Nesnelerin interneti (IoT) kavramı, internet bağlantısı ve bilgi işlem yeteneğinin çeşitli nesneler ve aygıtlara yayılmasını tanımlamak için kullanılmaktadır (Mulani & Pingle, 2016: 1). Madakam (2015: 250) nesnelerin interneti kavramını, kendini otomatik olarak organize etme, bilgi paylaşma, veri ve kaynak sağlama, yüz durumlarında tepki verme ve hareket etme ve çevrede değişiklik yapma kapasitesine sahip açık ve kapsamlı bir akıllı nesneler ağı olarak tanımlamaktadır. Kevin Ashton’ın (Ashton, 2009) 1999 yılında ilk defa telaffuz ettiği bu kavramın çıkış noktası 1991 yılında bir grup akademisyenin kahve makinasındaki kahve miktarını görebilmek için geliştirdiği sistem olarak kabul edilmektedir (Stafford- Fraser, 1995; Kutup, 2011: 151)

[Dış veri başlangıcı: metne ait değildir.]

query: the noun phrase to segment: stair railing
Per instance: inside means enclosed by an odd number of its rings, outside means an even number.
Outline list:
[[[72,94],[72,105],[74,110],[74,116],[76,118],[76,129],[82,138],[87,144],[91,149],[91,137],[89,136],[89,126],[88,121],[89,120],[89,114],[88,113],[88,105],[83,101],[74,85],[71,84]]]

Nesnelerin interneti insanların kullandıkları nesnelerin bir kurallar bütünü dahilinde verileri toplamasına ve toplanan verilerin işlenerek çıktı haline getirilmesi ve başka nesneler veya sistemler ile bilgilerin paylaşılmasına olanak sağlamaktadır (Söğüt & Erdem, 2017: 1). Nesnelerin bahsedilen özelliklere sahip olabilmeleri dijital ağa, gömülü sensörlere ve internete sahip olabilmeleriyle açıklanmaktadır ve bu özellikleri ile nesneler sanal bir kimlik kazanarak çevreleriyle fiziksel ve sosyal bağlamda iletişim halinde olabilmektedir (Davutoğlu, Akgül, & Yıldız, 2017: 553). Dolayısıyla nesnelerin interneti esas olarak, yeni nesil bilgi ve iletişim teknolojisinin tüm olası yaşam alanlarına, gömülü sensörlere uygulanmasına odaklanır (Smith, 2015: 11).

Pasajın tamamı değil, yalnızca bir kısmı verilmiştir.